Here’s what I’ve observed.

- Three things caught my attention re: NetSuite. First, total revenue for the year and for Q4 were up. Annual revenue was up 9% (approx. $167 million) and Q4 revenues were at a record $43 million. Second, the company posted increased sales in spite of the downward sales trend of some on-premise vendors. Third, they announced that RedBuilt, a SAP R/3 user, has dropped SAP to run on NetSuite’s application software.

- SAP’s 2009 numbers are interesting, to say the least. Software revenues are down 27% year over year. These are down about 1 billion Euros. Support revenue, the largest source of SAP revenue, is up about 11% (or approx. 500 million Euros). Subscription revenues, the kind one gets from SaaS or leased applications were also up but on small base. These were up 16% (approx. 48 million Euros). See slide seven of this SAP earnings presentation for more.

- Oracle’s numbers fall somewhere in between. Oracle breaks out new sales from in-fill sales. The former revenue numbers are down while the latter are up (see graphic below – data provided by Oracle).

On-premise vendors may see some growth in sales but shouldn’t we ask why? SAP admits that sales of Business Object products are doing very well today. Oracle’s in-fill sales are doing alright, too. Does this mean that real revenue growth is coming from cross-selling acquired products or that existing customers only need a couple of add-on products?

The affect of acquisitions is something that makes ERP market forecasts tough. Oracle, SAP and even NetSuite have made acquisitions. Oracle is far and away the leader in the sheer number of deals done (e.g., Sun MicroSystems, Hyperion, IRI, Datalogix, PeopleSoft and many more). SAP has made fewer, usually smaller, deals. NetSuite has acquired both OpenAir and QuickArrow.

Real growth of the core ERP applications (e.g., Accounting, HR) does appear to be in decline for the on-premise vendors and replacement SaaS revenues in these firms do not appear to be making up the slack. Yes, SAP saw new product sales increase in its last quarter but maybe all of the prior sales declines may not be solely the fault of the economy.

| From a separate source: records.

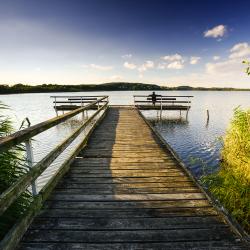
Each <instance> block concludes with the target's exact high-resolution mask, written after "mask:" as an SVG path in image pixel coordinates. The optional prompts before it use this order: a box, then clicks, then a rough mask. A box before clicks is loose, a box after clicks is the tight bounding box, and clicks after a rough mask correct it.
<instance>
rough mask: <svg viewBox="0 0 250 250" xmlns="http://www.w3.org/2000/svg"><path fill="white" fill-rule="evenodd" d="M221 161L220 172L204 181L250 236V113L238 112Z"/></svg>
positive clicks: (207, 177) (226, 144)
mask: <svg viewBox="0 0 250 250" xmlns="http://www.w3.org/2000/svg"><path fill="white" fill-rule="evenodd" d="M221 158H222V160H221V166H220V170H219V171H218V172H216V173H214V174H211V175H208V176H205V177H203V178H202V181H203V183H205V185H207V186H208V188H209V190H210V192H211V193H212V194H213V195H214V196H215V197H216V198H217V199H218V200H219V201H220V202H221V204H222V205H223V206H224V207H225V208H226V209H227V210H228V211H229V212H230V213H231V214H232V216H233V217H234V218H236V219H237V220H238V221H239V223H241V224H242V226H243V227H244V228H245V229H246V231H247V232H250V110H242V109H240V108H237V109H235V111H234V117H233V119H232V121H231V125H230V128H229V129H228V131H227V133H226V135H225V137H224V138H223V149H222V152H221Z"/></svg>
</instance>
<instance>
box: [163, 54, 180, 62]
mask: <svg viewBox="0 0 250 250" xmlns="http://www.w3.org/2000/svg"><path fill="white" fill-rule="evenodd" d="M162 59H163V60H166V61H170V62H172V61H181V60H183V58H182V56H181V55H180V54H174V55H167V56H163V57H162Z"/></svg>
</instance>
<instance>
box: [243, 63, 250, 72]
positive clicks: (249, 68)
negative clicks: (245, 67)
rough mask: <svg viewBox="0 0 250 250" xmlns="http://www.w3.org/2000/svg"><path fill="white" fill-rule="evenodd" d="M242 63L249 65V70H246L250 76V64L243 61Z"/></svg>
mask: <svg viewBox="0 0 250 250" xmlns="http://www.w3.org/2000/svg"><path fill="white" fill-rule="evenodd" d="M242 63H244V64H246V65H247V68H246V73H247V74H248V75H250V62H249V61H246V60H245V61H243V62H242Z"/></svg>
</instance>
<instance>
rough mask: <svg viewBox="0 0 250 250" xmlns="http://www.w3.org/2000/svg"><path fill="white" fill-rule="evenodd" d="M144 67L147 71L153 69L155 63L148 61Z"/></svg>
mask: <svg viewBox="0 0 250 250" xmlns="http://www.w3.org/2000/svg"><path fill="white" fill-rule="evenodd" d="M144 66H145V67H146V68H147V69H152V68H154V62H153V61H146V62H145V63H144Z"/></svg>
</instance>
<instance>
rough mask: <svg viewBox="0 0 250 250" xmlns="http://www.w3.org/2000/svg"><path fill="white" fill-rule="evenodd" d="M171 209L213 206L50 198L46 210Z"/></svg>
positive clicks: (163, 201)
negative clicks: (168, 208) (76, 200)
mask: <svg viewBox="0 0 250 250" xmlns="http://www.w3.org/2000/svg"><path fill="white" fill-rule="evenodd" d="M169 207H172V208H174V207H176V208H178V207H182V208H191V207H197V208H200V207H211V204H210V203H209V202H208V200H206V199H199V200H196V199H194V200H164V201H155V200H154V201H148V200H147V201H103V202H99V201H80V202H79V201H68V200H67V199H66V200H54V199H53V197H50V198H49V200H48V201H47V203H46V208H49V209H56V208H59V209H121V208H123V209H131V208H133V209H134V208H149V209H157V208H169Z"/></svg>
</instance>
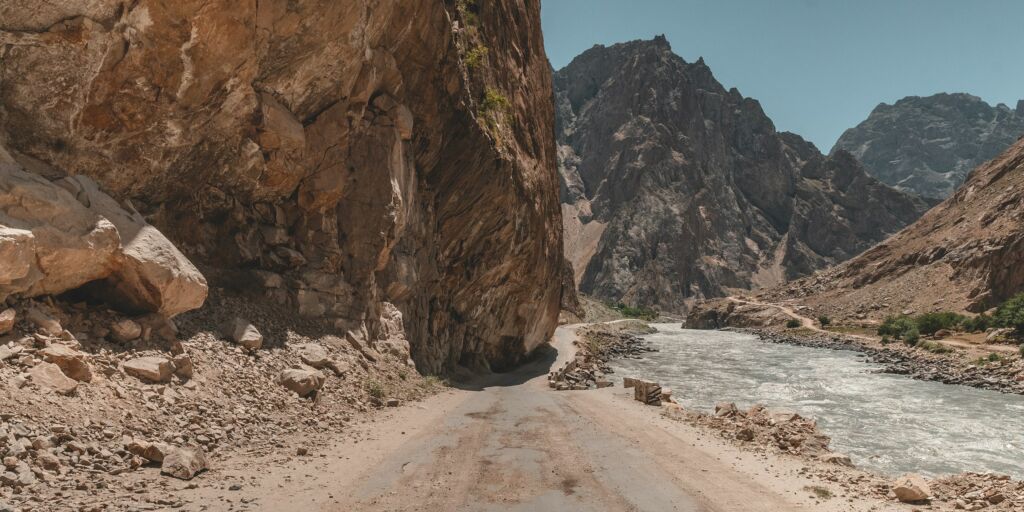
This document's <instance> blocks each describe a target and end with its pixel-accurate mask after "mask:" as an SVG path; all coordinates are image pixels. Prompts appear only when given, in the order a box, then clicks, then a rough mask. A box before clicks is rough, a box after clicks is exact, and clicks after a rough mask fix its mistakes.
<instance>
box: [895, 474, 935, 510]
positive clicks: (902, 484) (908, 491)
mask: <svg viewBox="0 0 1024 512" xmlns="http://www.w3.org/2000/svg"><path fill="white" fill-rule="evenodd" d="M892 487H893V494H895V495H896V499H897V500H899V501H901V502H903V503H916V502H923V501H925V500H928V498H929V497H930V496H932V489H931V488H930V487H929V486H928V481H926V480H925V478H923V477H922V476H921V475H916V474H913V473H909V474H905V475H903V476H901V477H899V478H897V479H896V481H895V482H893V486H892Z"/></svg>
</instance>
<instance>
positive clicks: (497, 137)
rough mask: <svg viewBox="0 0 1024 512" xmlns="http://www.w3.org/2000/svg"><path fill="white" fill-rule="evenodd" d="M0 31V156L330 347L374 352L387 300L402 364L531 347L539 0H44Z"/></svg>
mask: <svg viewBox="0 0 1024 512" xmlns="http://www.w3.org/2000/svg"><path fill="white" fill-rule="evenodd" d="M86 4H87V5H86ZM0 17H2V19H0V43H3V45H4V56H3V66H2V67H0V141H2V142H3V143H4V145H6V147H7V148H8V150H10V154H11V157H12V158H13V159H15V160H17V161H18V162H20V163H22V164H23V165H24V166H25V167H27V168H30V169H32V170H33V171H34V172H37V173H39V174H44V175H47V176H48V177H50V176H52V177H59V176H60V175H61V174H62V173H63V172H67V173H70V174H79V175H87V176H90V177H92V178H93V179H95V180H96V182H97V183H99V184H100V185H101V186H102V188H103V189H104V190H109V191H110V193H111V195H112V196H113V197H114V198H117V199H118V200H121V201H122V202H124V201H127V200H130V202H131V204H132V205H133V207H134V208H135V209H137V210H138V212H139V213H140V214H141V215H143V216H145V218H147V219H150V221H151V222H152V223H153V225H155V226H157V227H158V228H160V230H161V231H162V232H164V233H166V234H167V236H168V237H169V238H170V239H171V240H174V241H175V242H176V243H178V245H179V247H182V248H184V249H185V250H186V252H187V253H188V254H190V255H194V256H195V257H196V258H197V259H198V260H199V261H202V262H203V263H204V264H206V265H210V266H211V267H213V268H231V269H233V268H244V269H246V270H247V271H250V272H251V274H252V275H251V278H252V280H243V281H247V283H246V284H247V285H248V284H249V283H248V281H252V282H255V283H259V284H260V285H261V286H262V287H263V288H264V289H265V291H266V296H267V297H268V298H269V299H270V300H273V301H278V302H280V303H281V304H282V307H288V308H292V309H294V310H295V311H297V312H298V313H300V314H302V315H305V316H309V317H316V318H323V319H325V321H327V322H330V323H333V324H334V325H335V326H336V327H337V328H338V329H339V330H341V331H342V332H344V331H347V330H366V331H368V334H369V336H371V337H373V338H376V337H377V336H376V334H377V331H378V330H380V328H381V321H380V318H381V316H382V310H381V309H382V306H381V304H382V303H383V302H388V303H391V304H393V305H395V307H397V308H398V309H399V310H400V311H401V313H402V318H403V328H404V331H406V335H407V337H408V339H409V341H410V343H411V345H412V352H413V356H414V358H415V360H416V361H417V365H418V366H419V367H420V368H421V369H422V370H425V371H440V370H443V369H451V368H453V367H456V366H459V365H461V366H466V367H472V368H486V367H488V366H490V367H495V368H502V367H505V366H508V365H510V364H513V362H515V361H516V360H517V359H518V358H519V357H520V356H522V355H523V354H524V353H525V352H527V351H528V350H530V349H532V348H534V347H536V346H537V345H538V344H540V343H543V342H545V341H547V339H548V338H549V336H550V335H551V333H552V331H553V329H554V326H555V324H556V319H557V314H558V302H559V298H560V297H559V296H560V291H559V276H560V275H559V274H560V263H561V259H560V258H561V233H560V229H559V216H558V215H559V212H558V205H557V203H556V200H555V189H556V187H557V175H556V174H555V151H554V143H553V140H554V135H553V132H552V127H553V112H552V108H551V97H552V91H551V76H550V68H549V66H548V62H547V58H546V56H545V53H544V47H543V41H542V36H541V25H540V6H539V4H538V2H526V1H525V0H501V1H488V2H435V1H429V0H411V1H402V2H376V1H371V0H352V1H345V2H337V1H333V0H313V1H309V2H290V1H287V0H267V1H261V2H241V3H240V2H229V3H215V4H210V3H208V2H201V1H193V0H186V1H181V2H173V3H171V4H167V3H164V2H156V1H151V0H141V1H139V2H133V3H130V4H126V3H125V2H122V1H120V0H97V1H94V2H86V3H85V4H83V3H82V2H70V1H56V2H50V3H47V5H46V6H44V7H40V8H32V9H28V8H25V9H6V10H4V15H3V16H0ZM348 35H351V36H352V37H348ZM483 48H485V49H486V51H485V52H484V51H475V52H474V51H472V50H480V49H483ZM470 54H472V55H476V56H479V55H483V57H482V58H466V57H467V55H470ZM112 222H114V223H115V224H116V223H117V222H116V221H114V220H112ZM96 227H103V226H95V225H93V224H90V225H89V226H82V227H80V228H79V232H81V234H82V236H88V234H90V233H91V232H92V230H88V228H92V229H93V230H95V228H96ZM109 230H110V229H109V228H106V230H105V231H104V230H102V229H100V230H99V232H96V233H95V234H93V236H95V237H96V238H97V239H99V240H108V241H109V239H110V237H109V236H108V234H106V232H108V231H109ZM20 234H23V233H18V232H13V233H8V232H6V231H4V232H3V233H0V252H2V251H5V250H7V248H8V246H7V245H6V244H4V243H3V242H2V241H4V240H6V239H5V238H7V237H17V236H20ZM142 234H146V233H145V232H143V233H142ZM103 237H106V238H105V239H104V238H103ZM97 243H98V242H97ZM108 243H109V245H111V246H112V247H113V243H110V242H108ZM4 270H6V269H4ZM98 273H101V272H100V271H99V270H97V271H96V272H94V274H98ZM166 278H168V279H170V278H173V276H166ZM3 280H4V276H0V283H2V282H3ZM126 282H128V283H130V282H131V280H126Z"/></svg>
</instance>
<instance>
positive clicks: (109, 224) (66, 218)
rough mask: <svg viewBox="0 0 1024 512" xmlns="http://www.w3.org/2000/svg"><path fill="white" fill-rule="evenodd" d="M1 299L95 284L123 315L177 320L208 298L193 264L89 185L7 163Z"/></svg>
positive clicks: (159, 233)
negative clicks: (145, 315)
mask: <svg viewBox="0 0 1024 512" xmlns="http://www.w3.org/2000/svg"><path fill="white" fill-rule="evenodd" d="M0 263H2V264H0V300H3V299H5V298H6V297H8V296H11V295H18V296H24V297H33V296H37V295H46V294H57V293H61V292H66V291H68V290H73V289H77V288H80V287H82V286H84V285H87V284H90V287H89V291H90V292H92V293H95V294H96V295H98V296H100V297H101V298H103V299H105V300H109V301H110V302H112V303H113V304H114V305H116V306H119V307H121V308H125V309H130V310H139V311H154V312H159V313H161V314H164V315H166V316H173V315H175V314H178V313H180V312H183V311H187V310H189V309H195V308H197V307H199V306H201V305H202V304H203V301H204V300H206V295H207V284H206V280H205V279H204V278H203V274H202V273H200V272H199V270H198V269H197V268H196V267H195V266H194V265H193V264H191V262H189V261H188V259H187V258H185V256H184V255H183V254H181V253H180V252H179V251H178V250H177V248H175V247H174V245H173V244H172V243H171V242H170V241H169V240H167V238H165V237H164V236H163V234H162V233H161V232H160V231H159V230H157V228H155V227H153V226H152V225H150V224H148V223H146V222H145V220H144V219H143V218H142V216H141V215H140V214H139V213H138V212H136V211H134V210H131V211H129V209H126V208H123V207H122V206H121V205H120V204H118V202H117V201H115V200H114V198H111V197H110V196H108V195H106V194H103V193H102V191H101V190H100V189H99V186H98V185H97V184H96V183H95V182H94V181H92V180H91V179H90V178H88V177H85V176H74V177H67V178H62V179H60V180H58V181H56V182H50V181H48V180H46V179H45V178H43V177H41V176H38V175H36V174H32V173H29V172H26V171H25V170H24V169H22V168H20V167H19V166H18V165H16V164H15V163H13V162H11V161H9V160H3V161H0ZM94 282H95V283H94Z"/></svg>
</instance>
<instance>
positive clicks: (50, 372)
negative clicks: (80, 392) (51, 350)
mask: <svg viewBox="0 0 1024 512" xmlns="http://www.w3.org/2000/svg"><path fill="white" fill-rule="evenodd" d="M29 376H30V377H31V378H32V382H33V383H35V384H36V385H37V386H39V387H41V388H43V389H47V390H50V391H53V392H54V393H58V394H74V393H75V390H76V389H78V382H77V381H74V380H72V379H70V378H68V376H66V375H65V374H63V372H61V371H60V367H58V366H56V365H54V364H52V362H40V364H39V365H36V366H35V367H32V370H29Z"/></svg>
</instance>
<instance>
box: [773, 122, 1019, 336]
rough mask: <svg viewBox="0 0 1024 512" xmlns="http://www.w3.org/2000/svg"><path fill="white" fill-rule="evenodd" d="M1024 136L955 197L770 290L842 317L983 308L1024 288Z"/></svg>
mask: <svg viewBox="0 0 1024 512" xmlns="http://www.w3.org/2000/svg"><path fill="white" fill-rule="evenodd" d="M1022 216H1024V139H1021V140H1018V141H1017V143H1015V144H1014V145H1012V146H1011V147H1010V148H1009V150H1007V151H1006V152H1005V153H1004V154H1002V155H1000V156H999V157H998V158H996V159H994V160H992V161H991V162H988V163H986V164H984V165H982V166H980V167H978V168H977V169H975V170H974V171H973V172H971V174H970V175H969V176H968V179H967V182H965V183H964V185H963V186H961V188H959V189H957V190H956V193H955V194H953V195H952V196H951V197H950V198H949V199H947V200H946V201H945V202H943V203H942V204H940V205H939V206H937V207H935V208H934V209H932V210H931V211H929V212H928V213H927V214H926V215H925V216H923V217H922V218H921V219H920V220H919V221H916V222H914V223H913V224H911V225H909V226H907V227H906V228H905V229H903V230H902V231H900V232H899V233H897V234H895V236H894V237H892V238H890V239H888V240H886V241H885V242H884V243H882V244H879V245H878V246H876V247H873V248H871V249H870V250H868V251H865V252H864V253H863V254H861V255H860V256H857V257H856V258H854V259H852V260H850V261H848V262H846V263H844V264H842V265H839V266H837V267H836V268H833V269H829V270H827V271H824V272H819V273H818V274H815V275H813V276H810V278H806V279H803V280H800V281H797V282H794V283H792V284H790V285H787V286H784V287H779V288H776V289H772V290H769V291H766V292H765V293H764V294H763V296H764V297H766V298H767V299H770V300H780V299H796V300H800V301H801V302H803V303H805V304H808V305H811V306H812V307H815V308H816V309H818V310H820V311H825V312H828V313H829V314H830V315H833V316H836V317H854V316H857V315H862V316H867V317H871V318H882V317H884V316H885V315H887V314H893V313H899V312H900V311H903V310H907V309H909V310H913V311H916V312H919V313H920V312H926V311H934V310H944V311H948V310H954V311H955V310H967V311H974V312H980V311H984V310H986V309H988V308H990V307H992V306H995V305H997V304H999V303H1000V302H1002V301H1005V300H1007V299H1008V298H1010V297H1012V296H1014V295H1015V294H1017V293H1020V292H1021V291H1024V229H1022V224H1021V218H1022Z"/></svg>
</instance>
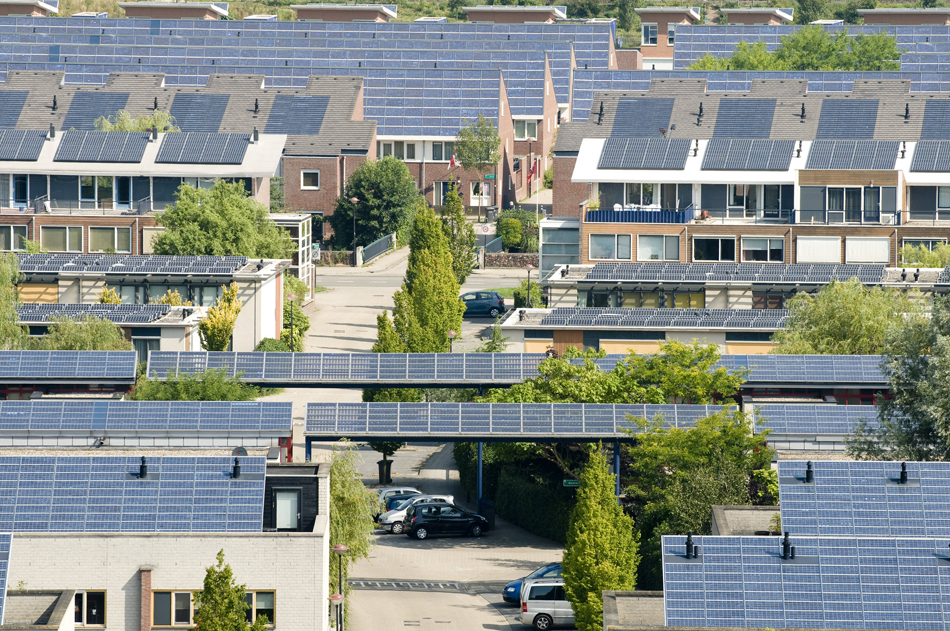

In research I’ve been doing the last few weeks, I’ve spoken with CIOs and key executives at many large firms. These people are buying SaaS applications from firms like Workday and Salesforce.com . They’re not buying on-premise products. One executive told me how he even had a license for an on-premise application from SAP but Workday’s SaaS application had a far less expensive five-year TCO. SaaS vendors need more complete offerings to really hurt the on-premise providers but they are using their platform technologies to create all new apps quite quickly.

This market appears to be moving and we’ll need to watch more earnings results and sales announcements to see the trends unfold.